The script is no more troubled with the characters’ outer practicalities than with their inner lives, which count only to the extent that it advances the action. (For instance, the warriors dream of each other, but only until they meet.) Each of the characters gets an index card’s worth of traits and no more. (For instance, Nile was raised on the South Side of Chicago, and her father died in combat when she was a child.) The exposition—defining the supernatural traits of the group along with their practical functions, displaying their connection to Copley, placing Nile in harm’s way in Afghanistan, and folding her into the group—occurs at a plodding pace of home-viewing distraction, as if to allow viewers to multitask without missing a beat.

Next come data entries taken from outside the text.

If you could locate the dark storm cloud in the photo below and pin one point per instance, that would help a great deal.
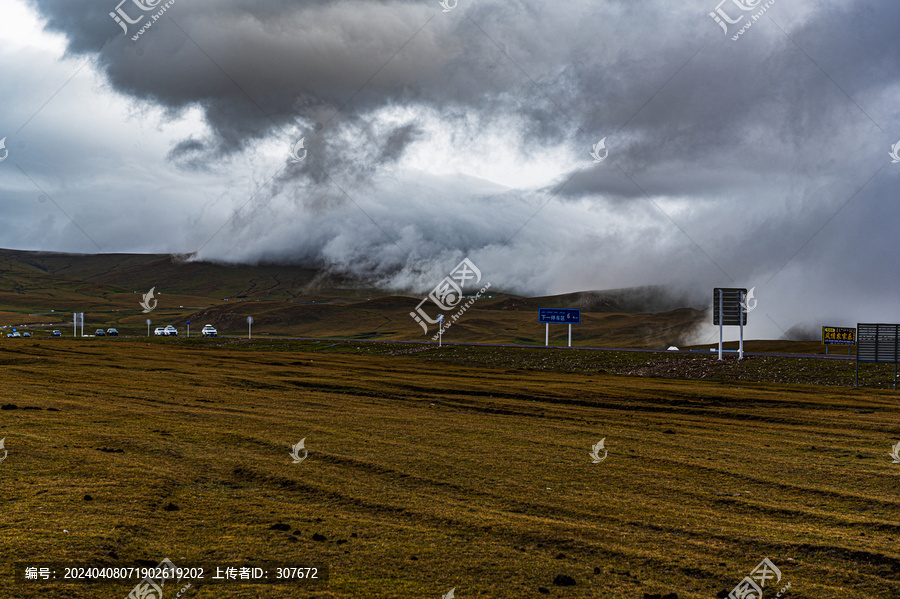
(726, 157)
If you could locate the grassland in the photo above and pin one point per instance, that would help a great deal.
(437, 469)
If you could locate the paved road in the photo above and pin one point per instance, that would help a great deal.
(578, 348)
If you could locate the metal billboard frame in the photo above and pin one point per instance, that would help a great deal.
(877, 343)
(730, 301)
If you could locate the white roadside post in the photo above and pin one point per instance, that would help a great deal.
(743, 311)
(721, 319)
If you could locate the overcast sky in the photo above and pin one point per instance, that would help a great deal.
(754, 158)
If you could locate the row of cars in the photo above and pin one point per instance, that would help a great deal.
(208, 331)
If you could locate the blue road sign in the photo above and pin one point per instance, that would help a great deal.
(559, 316)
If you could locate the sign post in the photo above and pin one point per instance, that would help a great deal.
(838, 336)
(558, 315)
(728, 309)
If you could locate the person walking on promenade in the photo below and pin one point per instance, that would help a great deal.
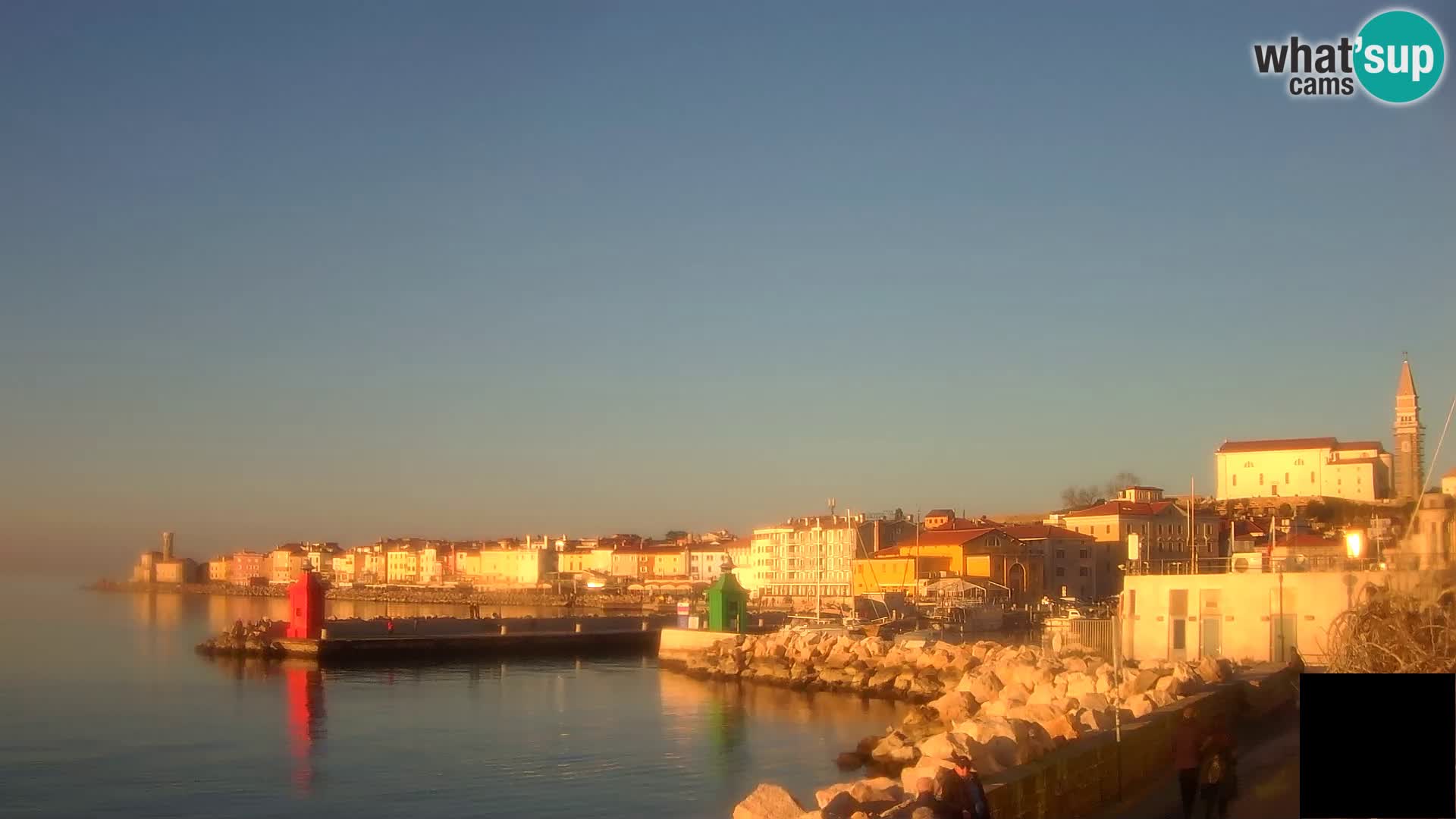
(965, 792)
(1188, 742)
(1219, 773)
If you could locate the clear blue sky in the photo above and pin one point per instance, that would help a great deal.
(344, 270)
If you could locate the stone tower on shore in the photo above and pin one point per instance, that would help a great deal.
(1408, 438)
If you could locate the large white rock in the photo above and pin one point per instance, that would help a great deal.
(1015, 694)
(944, 745)
(767, 802)
(956, 706)
(1079, 684)
(1139, 706)
(982, 686)
(824, 795)
(1091, 720)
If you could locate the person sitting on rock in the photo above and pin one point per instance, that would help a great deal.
(965, 793)
(927, 805)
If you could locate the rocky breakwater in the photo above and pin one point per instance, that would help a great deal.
(1001, 706)
(255, 639)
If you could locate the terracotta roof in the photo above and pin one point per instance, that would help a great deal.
(1407, 384)
(1373, 445)
(1133, 509)
(1040, 531)
(1307, 541)
(1277, 444)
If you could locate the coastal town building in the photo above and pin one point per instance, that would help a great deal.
(1410, 438)
(286, 561)
(1078, 566)
(1432, 535)
(400, 564)
(501, 567)
(1161, 526)
(740, 553)
(243, 567)
(986, 556)
(177, 570)
(807, 558)
(1304, 468)
(705, 561)
(146, 569)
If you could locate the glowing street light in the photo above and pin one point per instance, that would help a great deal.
(1354, 544)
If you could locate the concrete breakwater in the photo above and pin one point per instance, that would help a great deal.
(428, 639)
(1037, 725)
(392, 595)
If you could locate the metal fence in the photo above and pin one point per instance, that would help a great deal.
(1081, 634)
(1253, 566)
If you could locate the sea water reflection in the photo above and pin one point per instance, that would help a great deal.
(551, 738)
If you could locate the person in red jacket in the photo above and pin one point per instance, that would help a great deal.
(1188, 741)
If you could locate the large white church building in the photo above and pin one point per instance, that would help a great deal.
(1324, 466)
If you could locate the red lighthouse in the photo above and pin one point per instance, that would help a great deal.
(306, 607)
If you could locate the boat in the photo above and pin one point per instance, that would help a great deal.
(965, 617)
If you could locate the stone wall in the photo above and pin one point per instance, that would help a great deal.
(1040, 727)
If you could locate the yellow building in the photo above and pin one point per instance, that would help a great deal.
(805, 557)
(343, 566)
(1161, 525)
(974, 554)
(1301, 468)
(400, 564)
(509, 567)
(286, 561)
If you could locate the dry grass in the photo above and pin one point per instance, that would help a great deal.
(1392, 632)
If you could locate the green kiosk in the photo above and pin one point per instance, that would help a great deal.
(727, 604)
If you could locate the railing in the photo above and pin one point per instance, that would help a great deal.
(1253, 566)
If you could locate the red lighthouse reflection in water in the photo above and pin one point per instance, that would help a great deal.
(305, 720)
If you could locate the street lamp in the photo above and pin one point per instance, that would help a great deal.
(1354, 544)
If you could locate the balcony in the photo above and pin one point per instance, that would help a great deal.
(1253, 566)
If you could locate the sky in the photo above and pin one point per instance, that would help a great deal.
(348, 270)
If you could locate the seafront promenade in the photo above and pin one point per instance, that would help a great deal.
(391, 595)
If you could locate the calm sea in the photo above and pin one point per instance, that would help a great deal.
(107, 711)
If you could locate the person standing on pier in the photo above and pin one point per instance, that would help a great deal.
(965, 792)
(1188, 742)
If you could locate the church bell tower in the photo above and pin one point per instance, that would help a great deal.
(1408, 438)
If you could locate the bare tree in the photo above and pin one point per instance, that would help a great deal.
(1122, 482)
(1078, 497)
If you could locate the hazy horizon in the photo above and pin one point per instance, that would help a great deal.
(481, 270)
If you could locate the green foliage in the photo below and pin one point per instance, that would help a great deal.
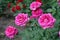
(34, 31)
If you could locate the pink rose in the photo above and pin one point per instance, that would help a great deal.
(46, 21)
(37, 13)
(34, 5)
(11, 31)
(21, 19)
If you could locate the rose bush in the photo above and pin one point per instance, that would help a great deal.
(39, 18)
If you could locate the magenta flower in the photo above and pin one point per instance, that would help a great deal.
(11, 31)
(21, 19)
(59, 33)
(46, 21)
(37, 13)
(34, 5)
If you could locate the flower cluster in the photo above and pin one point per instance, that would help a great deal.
(45, 20)
(11, 31)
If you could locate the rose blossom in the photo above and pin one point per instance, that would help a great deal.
(37, 13)
(21, 19)
(34, 5)
(11, 31)
(46, 21)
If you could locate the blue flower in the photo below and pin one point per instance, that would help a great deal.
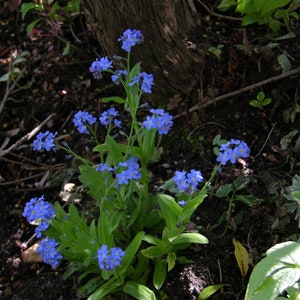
(147, 82)
(108, 116)
(44, 141)
(187, 182)
(41, 227)
(47, 250)
(103, 167)
(130, 38)
(182, 203)
(194, 178)
(146, 79)
(131, 171)
(159, 120)
(233, 150)
(118, 74)
(81, 119)
(108, 259)
(98, 66)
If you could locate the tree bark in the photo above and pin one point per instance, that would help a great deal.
(167, 25)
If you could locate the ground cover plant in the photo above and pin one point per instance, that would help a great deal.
(129, 215)
(82, 229)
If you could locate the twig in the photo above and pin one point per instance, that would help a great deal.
(28, 136)
(212, 13)
(263, 146)
(240, 91)
(9, 88)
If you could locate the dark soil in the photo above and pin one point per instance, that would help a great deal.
(63, 85)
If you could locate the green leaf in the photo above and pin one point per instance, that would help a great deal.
(171, 260)
(169, 209)
(209, 291)
(260, 96)
(255, 103)
(94, 180)
(226, 4)
(224, 190)
(118, 100)
(160, 271)
(154, 251)
(192, 205)
(26, 7)
(132, 250)
(190, 237)
(138, 291)
(284, 63)
(279, 270)
(270, 6)
(105, 289)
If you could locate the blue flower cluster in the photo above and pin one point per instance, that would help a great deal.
(47, 250)
(38, 211)
(130, 170)
(130, 38)
(108, 116)
(188, 182)
(108, 259)
(118, 74)
(98, 66)
(44, 141)
(146, 82)
(233, 150)
(159, 120)
(81, 119)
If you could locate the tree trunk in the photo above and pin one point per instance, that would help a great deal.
(167, 51)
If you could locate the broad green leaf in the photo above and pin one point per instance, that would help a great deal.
(138, 291)
(190, 237)
(26, 7)
(94, 180)
(170, 209)
(132, 250)
(160, 271)
(171, 260)
(153, 252)
(270, 6)
(190, 207)
(279, 270)
(153, 240)
(224, 190)
(241, 256)
(209, 291)
(284, 62)
(89, 287)
(105, 289)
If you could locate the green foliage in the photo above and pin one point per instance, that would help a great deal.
(260, 101)
(14, 71)
(277, 273)
(292, 193)
(271, 13)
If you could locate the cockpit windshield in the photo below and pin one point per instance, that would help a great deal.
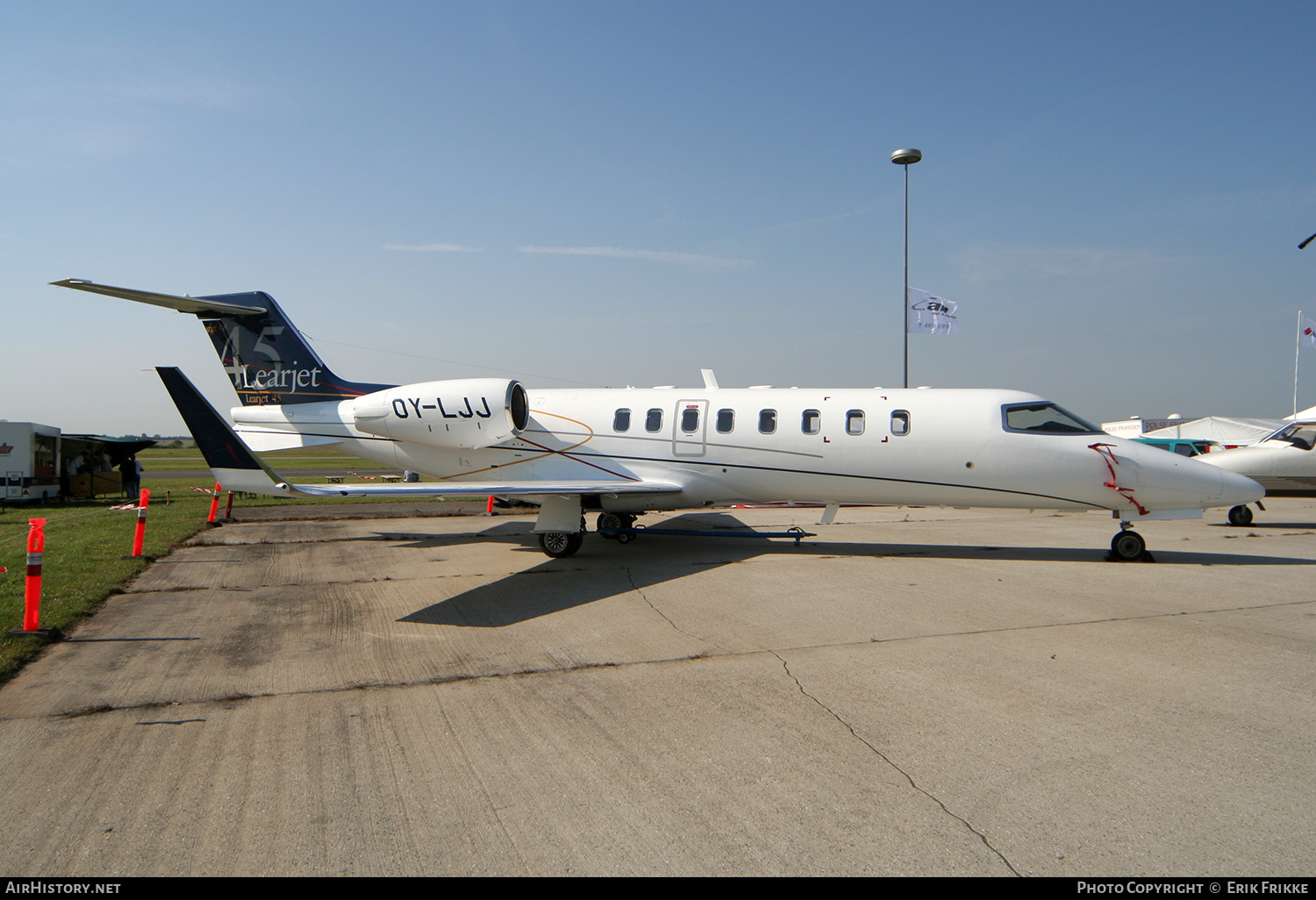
(1300, 436)
(1044, 418)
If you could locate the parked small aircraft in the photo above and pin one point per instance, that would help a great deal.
(1284, 463)
(623, 452)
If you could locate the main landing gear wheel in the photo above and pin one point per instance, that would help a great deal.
(1240, 516)
(616, 523)
(561, 544)
(1128, 546)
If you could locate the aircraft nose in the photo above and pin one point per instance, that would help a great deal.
(1236, 489)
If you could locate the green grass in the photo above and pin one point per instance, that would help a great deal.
(86, 539)
(82, 563)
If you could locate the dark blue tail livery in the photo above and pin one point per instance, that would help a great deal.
(262, 352)
(268, 360)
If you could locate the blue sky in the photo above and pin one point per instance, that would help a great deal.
(613, 194)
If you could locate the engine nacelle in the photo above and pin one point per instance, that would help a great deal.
(458, 413)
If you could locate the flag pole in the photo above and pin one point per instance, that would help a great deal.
(1298, 341)
(905, 157)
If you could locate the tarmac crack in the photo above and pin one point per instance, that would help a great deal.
(665, 616)
(887, 760)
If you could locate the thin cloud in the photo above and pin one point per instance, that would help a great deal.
(987, 262)
(433, 247)
(658, 255)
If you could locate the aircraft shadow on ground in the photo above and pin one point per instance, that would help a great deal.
(604, 568)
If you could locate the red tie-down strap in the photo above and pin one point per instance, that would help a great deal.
(1105, 452)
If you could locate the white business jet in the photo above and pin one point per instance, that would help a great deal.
(623, 452)
(1284, 463)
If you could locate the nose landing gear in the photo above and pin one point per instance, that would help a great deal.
(1128, 546)
(1240, 516)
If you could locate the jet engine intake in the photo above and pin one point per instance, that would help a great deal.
(458, 413)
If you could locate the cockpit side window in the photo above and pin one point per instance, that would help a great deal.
(1044, 418)
(1300, 436)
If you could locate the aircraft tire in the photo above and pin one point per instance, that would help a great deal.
(1128, 546)
(1240, 516)
(561, 544)
(611, 521)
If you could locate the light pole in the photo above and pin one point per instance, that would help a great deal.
(905, 158)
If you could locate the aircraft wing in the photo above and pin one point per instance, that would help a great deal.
(237, 468)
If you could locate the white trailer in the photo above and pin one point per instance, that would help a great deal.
(29, 461)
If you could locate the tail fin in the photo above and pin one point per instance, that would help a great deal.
(261, 349)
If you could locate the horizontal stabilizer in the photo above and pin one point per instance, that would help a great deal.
(168, 300)
(268, 441)
(237, 468)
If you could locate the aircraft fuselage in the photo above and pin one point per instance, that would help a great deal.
(755, 445)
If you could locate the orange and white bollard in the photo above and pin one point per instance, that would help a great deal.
(32, 592)
(215, 503)
(139, 536)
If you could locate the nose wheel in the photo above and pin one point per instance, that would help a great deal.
(1129, 546)
(1240, 516)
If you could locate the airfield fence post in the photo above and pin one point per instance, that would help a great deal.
(139, 536)
(32, 591)
(215, 503)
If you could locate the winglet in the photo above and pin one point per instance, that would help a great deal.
(233, 465)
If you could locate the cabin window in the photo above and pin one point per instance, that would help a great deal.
(1044, 418)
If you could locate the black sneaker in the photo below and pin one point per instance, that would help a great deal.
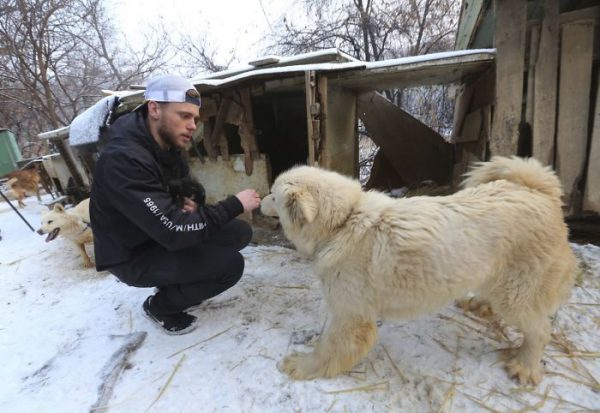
(173, 324)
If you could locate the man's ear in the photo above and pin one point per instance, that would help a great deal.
(301, 206)
(153, 109)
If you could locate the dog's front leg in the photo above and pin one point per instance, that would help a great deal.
(343, 344)
(87, 263)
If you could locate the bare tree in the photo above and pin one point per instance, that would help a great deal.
(58, 56)
(373, 30)
(370, 30)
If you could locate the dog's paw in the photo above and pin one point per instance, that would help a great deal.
(299, 366)
(526, 374)
(480, 308)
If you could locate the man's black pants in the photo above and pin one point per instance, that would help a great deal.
(189, 276)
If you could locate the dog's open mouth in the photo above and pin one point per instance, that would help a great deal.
(53, 234)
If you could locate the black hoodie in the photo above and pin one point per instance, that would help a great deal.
(130, 203)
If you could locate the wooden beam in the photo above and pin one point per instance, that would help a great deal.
(416, 152)
(573, 109)
(511, 19)
(470, 17)
(310, 88)
(591, 197)
(544, 85)
(339, 146)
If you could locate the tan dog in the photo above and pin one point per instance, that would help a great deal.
(24, 181)
(503, 237)
(73, 224)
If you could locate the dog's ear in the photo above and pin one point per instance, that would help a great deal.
(301, 206)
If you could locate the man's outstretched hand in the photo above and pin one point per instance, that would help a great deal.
(249, 199)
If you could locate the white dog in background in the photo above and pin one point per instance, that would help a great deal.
(502, 237)
(73, 224)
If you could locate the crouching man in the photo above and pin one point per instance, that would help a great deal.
(148, 234)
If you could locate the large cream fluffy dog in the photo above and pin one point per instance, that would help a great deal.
(502, 237)
(73, 224)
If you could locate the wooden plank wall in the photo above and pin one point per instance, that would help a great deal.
(511, 24)
(543, 91)
(573, 109)
(545, 73)
(591, 199)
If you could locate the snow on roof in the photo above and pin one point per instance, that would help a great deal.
(321, 61)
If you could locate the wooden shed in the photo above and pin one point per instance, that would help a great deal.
(542, 97)
(276, 112)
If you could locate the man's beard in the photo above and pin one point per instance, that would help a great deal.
(167, 136)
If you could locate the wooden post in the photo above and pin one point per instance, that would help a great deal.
(310, 87)
(546, 75)
(511, 18)
(573, 109)
(591, 198)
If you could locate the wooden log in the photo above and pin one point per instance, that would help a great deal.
(534, 44)
(573, 109)
(246, 132)
(511, 19)
(546, 75)
(591, 197)
(416, 152)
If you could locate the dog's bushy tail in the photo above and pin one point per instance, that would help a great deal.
(528, 172)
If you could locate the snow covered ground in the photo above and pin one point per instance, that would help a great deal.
(65, 328)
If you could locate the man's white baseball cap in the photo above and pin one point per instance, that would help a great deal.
(170, 88)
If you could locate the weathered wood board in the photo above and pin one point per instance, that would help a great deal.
(546, 74)
(573, 109)
(509, 39)
(591, 197)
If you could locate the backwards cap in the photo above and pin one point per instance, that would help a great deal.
(170, 88)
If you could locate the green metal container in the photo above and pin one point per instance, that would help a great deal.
(9, 152)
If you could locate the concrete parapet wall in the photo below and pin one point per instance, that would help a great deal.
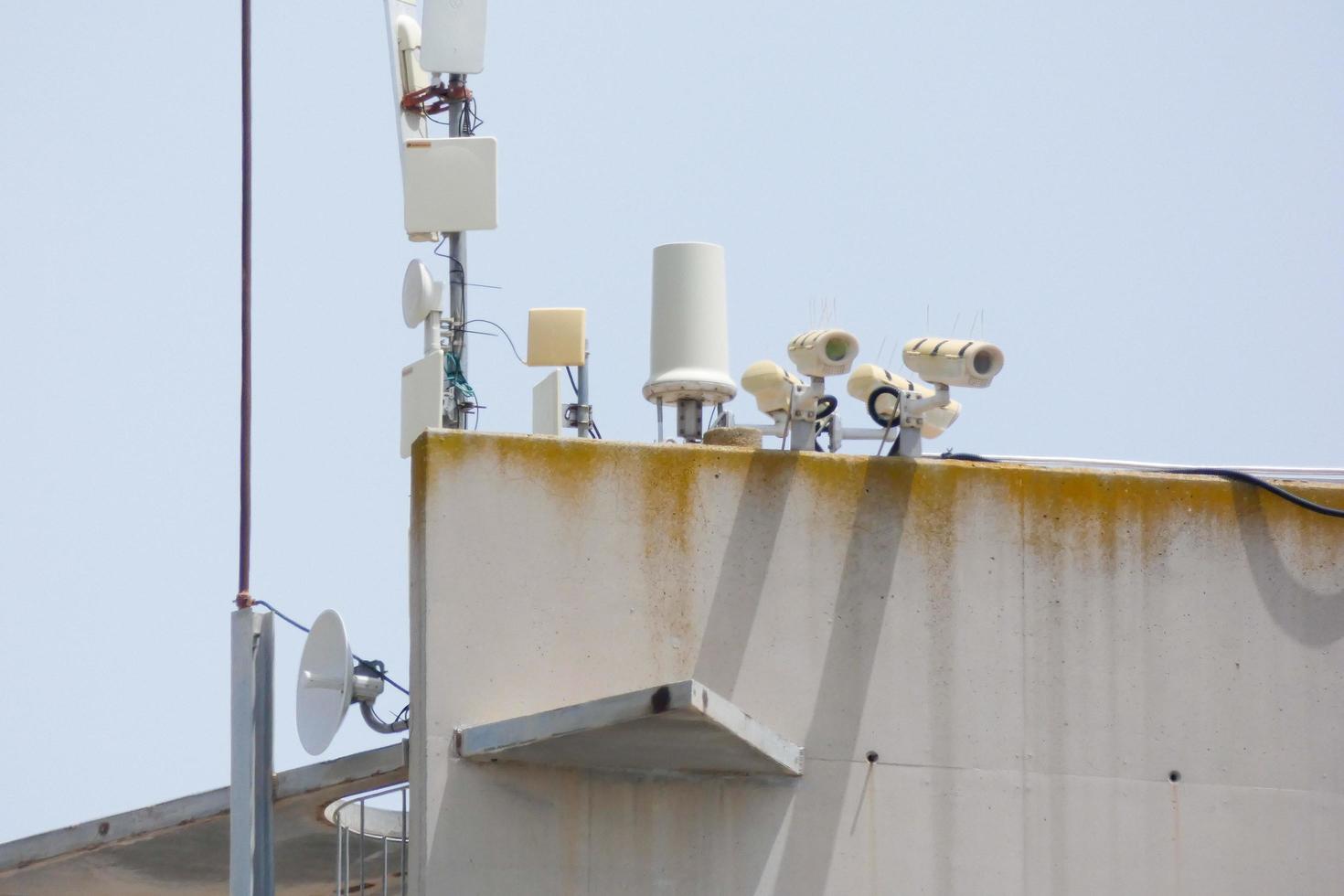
(1029, 653)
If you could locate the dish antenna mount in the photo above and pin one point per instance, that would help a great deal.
(329, 680)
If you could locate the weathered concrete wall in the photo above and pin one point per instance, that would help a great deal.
(1029, 653)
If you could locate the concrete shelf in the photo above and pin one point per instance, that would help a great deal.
(680, 727)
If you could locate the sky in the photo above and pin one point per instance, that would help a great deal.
(1141, 203)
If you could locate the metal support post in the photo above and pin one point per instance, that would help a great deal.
(583, 410)
(689, 420)
(251, 850)
(457, 277)
(803, 414)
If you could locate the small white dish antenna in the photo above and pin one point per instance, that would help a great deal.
(325, 683)
(420, 294)
(329, 680)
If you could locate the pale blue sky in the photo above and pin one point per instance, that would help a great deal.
(1144, 200)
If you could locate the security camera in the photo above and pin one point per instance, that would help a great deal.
(869, 378)
(824, 352)
(953, 361)
(771, 384)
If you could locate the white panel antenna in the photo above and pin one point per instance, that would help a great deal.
(422, 398)
(449, 185)
(688, 344)
(454, 37)
(548, 414)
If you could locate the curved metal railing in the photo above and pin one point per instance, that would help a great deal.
(366, 841)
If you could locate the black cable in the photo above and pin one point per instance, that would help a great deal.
(481, 320)
(965, 455)
(1235, 475)
(890, 423)
(357, 658)
(872, 404)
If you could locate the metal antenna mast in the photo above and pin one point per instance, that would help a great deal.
(459, 100)
(251, 635)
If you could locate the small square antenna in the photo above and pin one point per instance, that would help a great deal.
(449, 185)
(453, 37)
(557, 336)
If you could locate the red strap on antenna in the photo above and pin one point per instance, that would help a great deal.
(436, 98)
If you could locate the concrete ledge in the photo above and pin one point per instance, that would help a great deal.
(679, 727)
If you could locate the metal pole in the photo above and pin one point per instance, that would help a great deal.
(583, 415)
(251, 859)
(245, 269)
(457, 271)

The trade-off is disheartening: there’s scant sense of dramatic freedom or of wide-ranging attention to the varied imaginative implications of the material. In “Love & Basketball,” Prince-Bythewood’s first feature, which she wrote and directed, she displayed both a passionate yet delicate dramatic sensibility and an inventive way with action—it includes one of the most distinctive sports sequences ever filmed. That film is also centered on the passing of time and its emotional power—and Prince-Bythewood crafted an unusual dramatic structure to heighten it. The tight formatting of “The Old Guard” leaves little room for such originality or personality.